Survival in an Era of “Post”: Archiving Queer Histories Online


[Slide 1]

Hello everyone, before I begin, I ask that there be no video/photographs be taken of me throughout this panel event. Thank you for your cooperation.

[Slide 2]

My name is Hua Chai, I use they/them/he/him pronouns, and I'm an MFA Media Arts student from UCLA. I also work closely with the UCLA Game Lab for public event programming as well as for my own artistic research in experimental games and websites for archival practice.

Today, I'd like to talk about the practice of archiving queer histories on the Internet as a means of surviving in an era of "post."

[Slide 3]

Here, I use the word "post" to refer to the postcolonial context I am coming from. By "post-colonial", I do not mean "after colonialism", for that would imply that we still do not live under its continued impacts, even after a nation's so-called political independence. I use the word "postcolonial" to describe a critical response to colonialism and its legacies, what it means to make work in this context, and thinking about collective survival, given that one cannot be so easily removed from this part of history.
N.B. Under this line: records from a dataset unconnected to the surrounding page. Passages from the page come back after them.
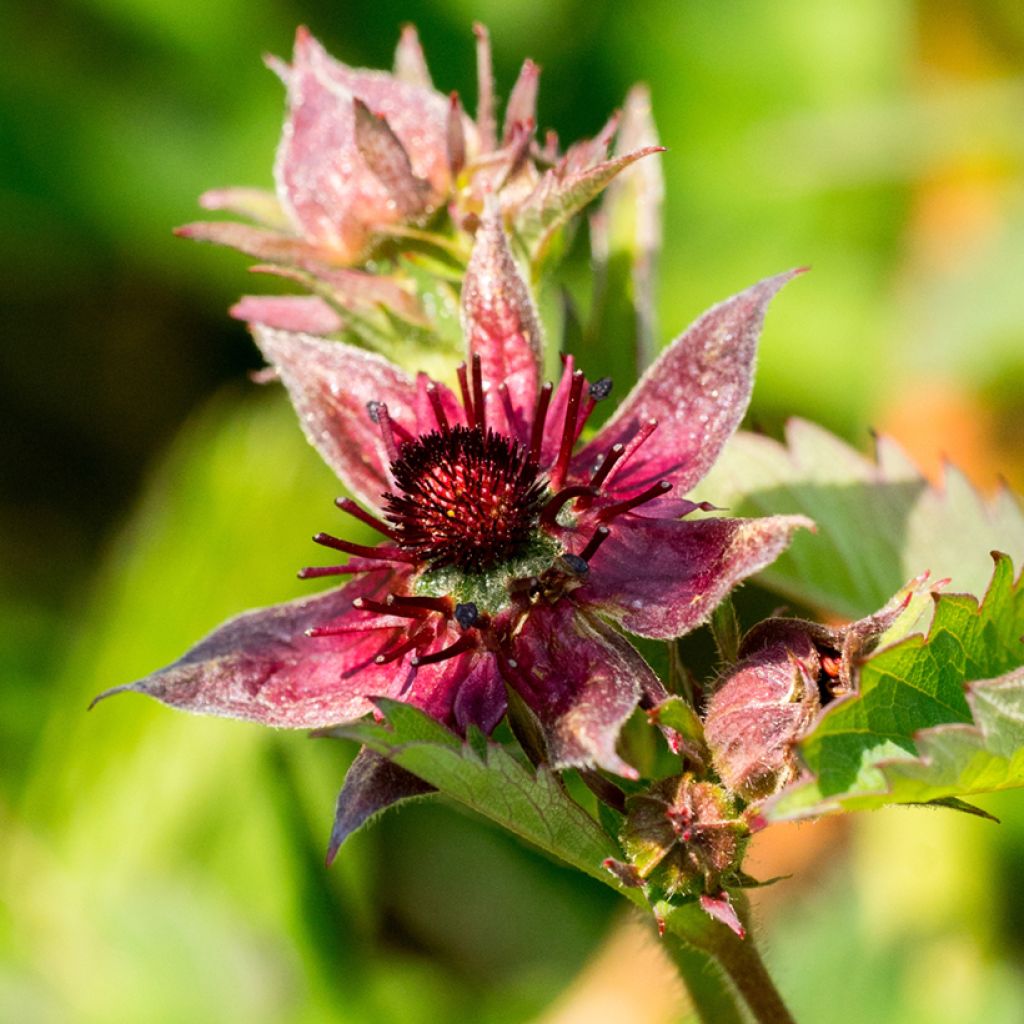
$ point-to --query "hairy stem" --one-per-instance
(738, 958)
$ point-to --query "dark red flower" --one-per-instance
(507, 548)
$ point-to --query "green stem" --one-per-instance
(715, 1000)
(737, 957)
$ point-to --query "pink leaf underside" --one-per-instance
(306, 313)
(260, 243)
(331, 384)
(352, 290)
(697, 390)
(663, 578)
(721, 909)
(323, 179)
(499, 318)
(583, 681)
(560, 193)
(254, 204)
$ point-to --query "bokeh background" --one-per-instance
(156, 867)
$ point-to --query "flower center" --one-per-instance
(466, 497)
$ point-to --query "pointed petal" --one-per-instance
(583, 681)
(324, 182)
(559, 195)
(257, 242)
(499, 317)
(697, 390)
(486, 124)
(410, 64)
(253, 204)
(386, 157)
(330, 384)
(261, 666)
(521, 108)
(288, 312)
(372, 784)
(663, 578)
(721, 909)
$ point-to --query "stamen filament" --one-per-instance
(464, 643)
(540, 415)
(382, 554)
(347, 505)
(467, 398)
(549, 514)
(568, 430)
(654, 491)
(384, 608)
(479, 409)
(438, 407)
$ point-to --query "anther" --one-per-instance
(435, 401)
(442, 605)
(576, 563)
(549, 514)
(479, 410)
(347, 505)
(600, 536)
(464, 643)
(540, 415)
(610, 458)
(466, 614)
(654, 491)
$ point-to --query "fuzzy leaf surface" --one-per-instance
(485, 777)
(880, 521)
(914, 732)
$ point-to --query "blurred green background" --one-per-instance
(156, 867)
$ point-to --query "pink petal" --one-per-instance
(583, 681)
(521, 108)
(262, 668)
(697, 390)
(331, 385)
(499, 317)
(323, 179)
(486, 124)
(288, 312)
(663, 578)
(721, 909)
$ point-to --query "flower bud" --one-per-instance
(684, 836)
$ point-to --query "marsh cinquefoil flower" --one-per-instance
(508, 549)
(369, 156)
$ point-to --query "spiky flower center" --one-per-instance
(465, 497)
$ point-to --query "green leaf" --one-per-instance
(913, 733)
(487, 778)
(880, 521)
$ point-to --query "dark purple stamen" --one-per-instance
(466, 614)
(600, 536)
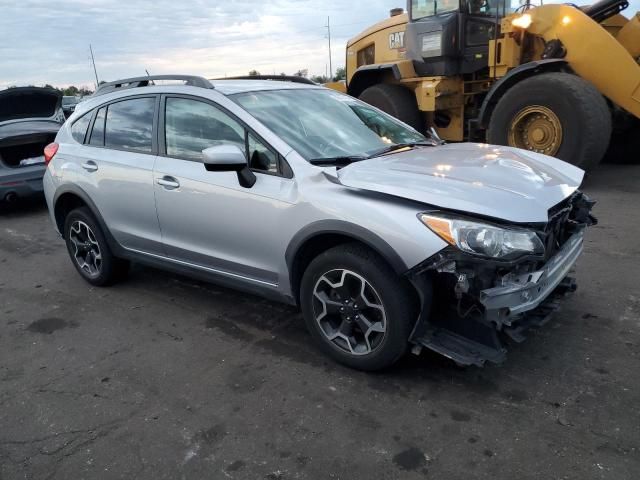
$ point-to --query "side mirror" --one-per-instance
(227, 157)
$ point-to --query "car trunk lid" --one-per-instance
(29, 102)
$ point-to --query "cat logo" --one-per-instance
(396, 40)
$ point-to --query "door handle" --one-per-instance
(169, 183)
(90, 166)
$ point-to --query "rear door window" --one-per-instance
(97, 133)
(130, 125)
(79, 128)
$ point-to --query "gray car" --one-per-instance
(30, 118)
(383, 237)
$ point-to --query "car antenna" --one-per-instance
(149, 75)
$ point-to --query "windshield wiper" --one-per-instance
(339, 160)
(400, 146)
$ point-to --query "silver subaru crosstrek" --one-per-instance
(385, 238)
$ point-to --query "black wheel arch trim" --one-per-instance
(520, 72)
(78, 192)
(347, 229)
(368, 75)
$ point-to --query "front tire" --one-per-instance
(557, 114)
(89, 250)
(356, 308)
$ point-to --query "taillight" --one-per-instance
(49, 151)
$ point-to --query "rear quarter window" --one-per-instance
(79, 128)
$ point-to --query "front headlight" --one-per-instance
(484, 239)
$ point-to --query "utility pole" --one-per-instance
(93, 62)
(328, 25)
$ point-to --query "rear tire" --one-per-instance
(395, 100)
(89, 250)
(582, 112)
(386, 309)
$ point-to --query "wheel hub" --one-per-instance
(349, 312)
(86, 250)
(536, 128)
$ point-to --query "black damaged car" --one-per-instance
(30, 118)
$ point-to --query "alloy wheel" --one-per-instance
(87, 252)
(349, 312)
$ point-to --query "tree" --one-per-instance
(341, 74)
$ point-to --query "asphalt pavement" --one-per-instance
(162, 377)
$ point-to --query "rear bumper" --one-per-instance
(22, 182)
(524, 292)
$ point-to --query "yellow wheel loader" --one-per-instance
(554, 79)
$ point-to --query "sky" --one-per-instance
(48, 42)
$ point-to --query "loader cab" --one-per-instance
(451, 37)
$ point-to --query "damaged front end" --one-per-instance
(470, 304)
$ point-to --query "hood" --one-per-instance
(501, 182)
(29, 102)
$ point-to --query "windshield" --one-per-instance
(428, 8)
(322, 123)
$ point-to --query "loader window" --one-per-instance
(429, 8)
(491, 8)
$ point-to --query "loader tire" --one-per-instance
(558, 114)
(395, 100)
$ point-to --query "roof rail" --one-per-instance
(280, 78)
(190, 80)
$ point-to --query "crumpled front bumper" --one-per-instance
(518, 303)
(524, 292)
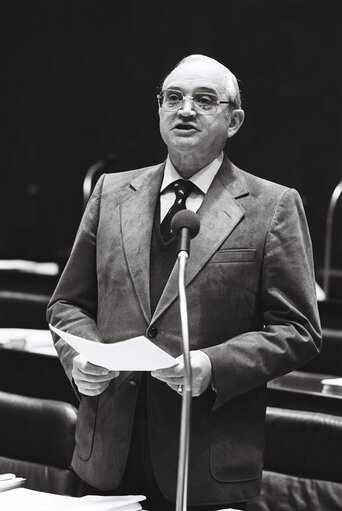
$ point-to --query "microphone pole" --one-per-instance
(185, 225)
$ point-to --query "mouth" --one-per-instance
(184, 127)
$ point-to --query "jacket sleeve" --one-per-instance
(73, 306)
(291, 334)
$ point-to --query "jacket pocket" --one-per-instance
(235, 255)
(85, 426)
(237, 438)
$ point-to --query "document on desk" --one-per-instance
(23, 499)
(135, 354)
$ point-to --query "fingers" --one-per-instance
(90, 379)
(173, 376)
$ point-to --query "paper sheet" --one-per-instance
(31, 500)
(135, 354)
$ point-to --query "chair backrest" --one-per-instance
(37, 442)
(23, 310)
(303, 462)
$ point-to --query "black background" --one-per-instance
(79, 81)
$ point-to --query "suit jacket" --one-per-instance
(252, 309)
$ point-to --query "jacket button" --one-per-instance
(152, 333)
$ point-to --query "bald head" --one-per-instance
(192, 63)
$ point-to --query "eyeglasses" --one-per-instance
(204, 103)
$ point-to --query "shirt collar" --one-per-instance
(202, 179)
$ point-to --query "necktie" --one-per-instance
(182, 189)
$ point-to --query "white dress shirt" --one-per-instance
(202, 179)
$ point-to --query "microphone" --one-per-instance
(185, 225)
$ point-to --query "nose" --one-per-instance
(187, 108)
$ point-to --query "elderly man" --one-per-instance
(251, 299)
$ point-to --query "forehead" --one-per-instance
(190, 76)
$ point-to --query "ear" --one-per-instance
(236, 119)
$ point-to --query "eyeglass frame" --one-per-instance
(218, 101)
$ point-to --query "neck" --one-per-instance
(188, 165)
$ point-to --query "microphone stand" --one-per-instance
(183, 459)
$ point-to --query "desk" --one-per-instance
(303, 391)
(34, 368)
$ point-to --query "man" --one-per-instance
(251, 300)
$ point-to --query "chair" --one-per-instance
(303, 462)
(37, 442)
(23, 310)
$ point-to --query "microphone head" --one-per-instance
(188, 219)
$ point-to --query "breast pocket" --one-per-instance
(234, 255)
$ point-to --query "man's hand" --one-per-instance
(201, 373)
(90, 379)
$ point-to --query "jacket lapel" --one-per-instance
(137, 216)
(218, 215)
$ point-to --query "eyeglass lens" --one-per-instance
(173, 100)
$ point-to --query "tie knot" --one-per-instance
(183, 188)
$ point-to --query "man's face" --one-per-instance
(186, 131)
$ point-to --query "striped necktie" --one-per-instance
(182, 189)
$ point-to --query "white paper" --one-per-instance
(29, 500)
(332, 381)
(136, 354)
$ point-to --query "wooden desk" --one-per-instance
(303, 391)
(33, 369)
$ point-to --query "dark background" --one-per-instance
(79, 81)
As Zedeck Siew best put it in his Author's note in Lorn Song of the Bachelor, "any text inspired by Southeast Asia has to reckon with colonialism. It is too much a feature of the region to ignore." To make any work about colonialism is to present a difficult situation; there are no easy solutions.

[Slide 4]

Section 377, for example, is inherited by and still implemented in many former British colonies as a law that criminalises homosexuality, regardless of whether consent is involved. Singapore has only recently repealed this law last year, but its conservative government remains insistent on maintaining the heterosexual definitions of marriage and families, as well as their position on other policies related to housing, education, media restrictions and so on. The symbol of postcolonial independence falters in this sense.

[Slide 5]

I also refer to the word "post" in terms of its multiple associations with the Internet. A post is a mode of sharing information on websites such as blogs and social media platforms. As a means of creative expression, it represents the power to create and distribute culture across space and time. Posting also entails the act of negotiating visibility and privacy, which requires a mode of criticality that specifically responds to the Internet's design. In other words, a post-Internet criticality.

I grew up in Malaysia and Singapore, where queerness is still taboo at best and a prosecutable crime at worst. It was only until I entered fandom circles on Tumblr when I encountered the notion of queerness for the first time. This was also the first time I could live as a queer person, albeit only online. I share this experience with other queer friends who are from a similar generation, some of which I went to school with, others I met online or later in life. Despite the fact that we were raised in Malaysia or Singapore, it was through international media and fandoms from other countries that we learned about what and who queer peoples were. And these eventually became our shared context for queer expression.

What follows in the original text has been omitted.